Mr Key made the job claim last week at a visit to the site of the proposed expressway, also posting it on his public Facebook page.
Last October, a leaked report by engineering consultants BECA prepared for the New Zealand Transport Agency found the Expressway had a benefit-cost ratio of just 0.2. The report was commissioned as part of the NZTA's legal case for resource consent, but was never submitted as evidence to the Board of Inquiry or released to the public.
Generation Zero spokesperson Louis Chambers says:
"If the benefit-cost ratio is 0.2, that means we are only seeing $127 million of value for the $635 million spent.

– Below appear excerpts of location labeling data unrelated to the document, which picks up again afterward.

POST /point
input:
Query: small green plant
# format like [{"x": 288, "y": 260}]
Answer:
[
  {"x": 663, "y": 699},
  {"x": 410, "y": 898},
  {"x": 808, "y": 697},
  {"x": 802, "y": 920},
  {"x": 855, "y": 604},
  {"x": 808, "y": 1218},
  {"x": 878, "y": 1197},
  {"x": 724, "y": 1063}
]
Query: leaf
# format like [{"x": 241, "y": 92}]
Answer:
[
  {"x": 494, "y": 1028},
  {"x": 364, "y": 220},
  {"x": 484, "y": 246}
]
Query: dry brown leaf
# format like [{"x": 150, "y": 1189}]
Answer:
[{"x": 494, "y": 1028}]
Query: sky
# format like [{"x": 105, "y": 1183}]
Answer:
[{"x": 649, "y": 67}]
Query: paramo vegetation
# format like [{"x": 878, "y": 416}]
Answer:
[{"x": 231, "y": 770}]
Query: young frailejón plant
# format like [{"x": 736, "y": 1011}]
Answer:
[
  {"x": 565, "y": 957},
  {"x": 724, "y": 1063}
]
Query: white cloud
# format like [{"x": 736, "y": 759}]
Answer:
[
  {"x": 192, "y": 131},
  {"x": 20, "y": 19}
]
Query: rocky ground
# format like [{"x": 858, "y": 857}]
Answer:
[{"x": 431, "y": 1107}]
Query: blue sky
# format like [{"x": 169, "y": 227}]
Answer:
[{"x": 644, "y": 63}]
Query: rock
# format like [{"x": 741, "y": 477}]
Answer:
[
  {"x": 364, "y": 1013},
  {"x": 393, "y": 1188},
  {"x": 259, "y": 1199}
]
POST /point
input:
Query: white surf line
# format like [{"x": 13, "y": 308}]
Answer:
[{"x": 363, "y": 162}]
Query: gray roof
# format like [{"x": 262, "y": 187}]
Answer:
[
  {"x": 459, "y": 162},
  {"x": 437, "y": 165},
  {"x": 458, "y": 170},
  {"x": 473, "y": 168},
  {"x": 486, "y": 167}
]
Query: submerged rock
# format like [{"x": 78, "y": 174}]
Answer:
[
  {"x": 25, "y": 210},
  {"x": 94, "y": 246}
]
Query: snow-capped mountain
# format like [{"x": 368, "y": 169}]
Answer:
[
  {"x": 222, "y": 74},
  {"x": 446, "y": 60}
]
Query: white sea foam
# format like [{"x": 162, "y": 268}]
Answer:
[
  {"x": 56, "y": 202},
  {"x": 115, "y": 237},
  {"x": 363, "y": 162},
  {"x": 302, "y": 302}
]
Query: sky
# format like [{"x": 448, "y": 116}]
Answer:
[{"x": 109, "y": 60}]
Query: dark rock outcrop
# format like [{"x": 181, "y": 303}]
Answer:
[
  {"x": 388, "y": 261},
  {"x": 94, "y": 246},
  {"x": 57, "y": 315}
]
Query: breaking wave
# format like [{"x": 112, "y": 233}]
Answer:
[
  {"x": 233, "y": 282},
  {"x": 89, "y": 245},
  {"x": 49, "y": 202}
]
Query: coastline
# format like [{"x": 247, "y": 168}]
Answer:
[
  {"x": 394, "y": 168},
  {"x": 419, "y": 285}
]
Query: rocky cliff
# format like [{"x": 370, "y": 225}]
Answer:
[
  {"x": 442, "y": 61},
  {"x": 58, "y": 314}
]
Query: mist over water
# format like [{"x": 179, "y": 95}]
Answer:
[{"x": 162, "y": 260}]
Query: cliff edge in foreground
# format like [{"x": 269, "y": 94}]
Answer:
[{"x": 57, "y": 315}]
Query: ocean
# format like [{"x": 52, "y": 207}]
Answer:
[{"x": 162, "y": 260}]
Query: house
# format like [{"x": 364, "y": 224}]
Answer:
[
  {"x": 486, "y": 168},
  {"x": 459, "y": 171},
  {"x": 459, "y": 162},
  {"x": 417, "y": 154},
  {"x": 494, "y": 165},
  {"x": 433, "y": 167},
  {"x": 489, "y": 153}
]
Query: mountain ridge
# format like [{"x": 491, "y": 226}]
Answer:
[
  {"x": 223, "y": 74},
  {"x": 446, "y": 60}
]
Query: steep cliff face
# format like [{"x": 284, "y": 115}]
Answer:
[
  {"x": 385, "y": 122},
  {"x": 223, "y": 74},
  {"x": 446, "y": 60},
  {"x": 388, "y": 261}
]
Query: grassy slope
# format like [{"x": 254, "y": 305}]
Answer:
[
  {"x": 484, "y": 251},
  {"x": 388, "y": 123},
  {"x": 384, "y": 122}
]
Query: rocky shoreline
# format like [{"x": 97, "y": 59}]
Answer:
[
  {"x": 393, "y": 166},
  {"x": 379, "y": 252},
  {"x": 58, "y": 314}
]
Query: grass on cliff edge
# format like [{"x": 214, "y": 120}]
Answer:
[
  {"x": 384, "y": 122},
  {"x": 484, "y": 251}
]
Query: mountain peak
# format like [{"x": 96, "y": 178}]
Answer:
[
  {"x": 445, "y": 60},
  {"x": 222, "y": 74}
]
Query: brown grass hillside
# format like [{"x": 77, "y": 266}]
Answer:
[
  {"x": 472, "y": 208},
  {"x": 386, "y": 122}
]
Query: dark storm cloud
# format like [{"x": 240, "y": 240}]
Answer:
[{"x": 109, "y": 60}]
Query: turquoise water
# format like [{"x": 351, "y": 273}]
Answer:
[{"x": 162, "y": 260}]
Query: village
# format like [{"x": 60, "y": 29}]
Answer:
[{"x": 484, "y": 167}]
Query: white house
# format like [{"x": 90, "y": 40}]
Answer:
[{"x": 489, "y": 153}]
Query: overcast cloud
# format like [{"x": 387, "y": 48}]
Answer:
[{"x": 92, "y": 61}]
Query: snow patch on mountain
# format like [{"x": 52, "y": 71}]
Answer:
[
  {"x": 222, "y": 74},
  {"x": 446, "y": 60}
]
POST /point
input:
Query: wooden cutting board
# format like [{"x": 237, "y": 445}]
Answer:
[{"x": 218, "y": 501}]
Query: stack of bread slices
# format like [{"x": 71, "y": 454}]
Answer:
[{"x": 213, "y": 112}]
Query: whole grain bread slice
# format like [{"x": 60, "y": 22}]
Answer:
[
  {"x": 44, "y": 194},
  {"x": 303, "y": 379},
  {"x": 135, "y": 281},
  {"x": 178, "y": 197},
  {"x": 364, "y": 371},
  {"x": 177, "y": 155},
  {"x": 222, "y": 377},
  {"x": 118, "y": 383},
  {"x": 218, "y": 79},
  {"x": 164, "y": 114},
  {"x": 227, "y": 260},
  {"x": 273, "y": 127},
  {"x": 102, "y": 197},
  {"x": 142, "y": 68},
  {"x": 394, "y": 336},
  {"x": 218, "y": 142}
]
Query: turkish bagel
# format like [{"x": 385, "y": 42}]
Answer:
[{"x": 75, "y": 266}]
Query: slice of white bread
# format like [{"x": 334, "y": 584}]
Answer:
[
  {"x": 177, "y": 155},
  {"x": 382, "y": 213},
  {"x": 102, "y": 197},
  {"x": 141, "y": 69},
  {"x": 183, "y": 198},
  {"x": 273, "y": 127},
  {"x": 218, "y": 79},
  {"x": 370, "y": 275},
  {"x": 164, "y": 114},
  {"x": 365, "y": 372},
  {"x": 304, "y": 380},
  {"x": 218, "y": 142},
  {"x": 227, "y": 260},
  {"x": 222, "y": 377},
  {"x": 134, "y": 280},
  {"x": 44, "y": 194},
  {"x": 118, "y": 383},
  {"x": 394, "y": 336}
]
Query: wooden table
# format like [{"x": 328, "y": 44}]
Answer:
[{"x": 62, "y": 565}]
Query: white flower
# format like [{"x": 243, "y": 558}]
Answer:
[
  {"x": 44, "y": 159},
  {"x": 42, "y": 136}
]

Mr Key's best justification for wasting the remaining $508 million is that it will create 1,000 jobs, but at $508,000 per job, that's a hefty price for New Zealand to pay.
"If the Government is building the Expressway to create jobs - which to be honest is a better reason than some of the others they have given - then we can think of much more sensible ways to do that."
"Instead of creating temporary jobs to fund uneconomic motorways, the Government could increase its investment in decent public transport infrastructure."
Studies from the U.S. show that public transport creates more jobs per dollar invested than motorways. In one study of American stimulus spending, the authors found that investing in public transport created two times as many jobs as investing in highway infrastructure programs.
"The Government likes to say it doesn't pick winners with its economic policy, but that's exactly what they're doing with their road-building agenda. It's time the Government started investing in durable jobs in low carbon sectors, which will be the real winners for New Zealand in the long-term."
Generation Zero believe it's not too late for John Key to pull the plug on the Expressway and go with the original, more cost-effective solution of building the local Western Link Road and making improvements to the existing SH1. The group want the savings of $450 million to go towards projects like the Auckland City Railway, or light rail or rapid bus transit in Wellington in order for New Zealand to be able to work towards a low carbon future.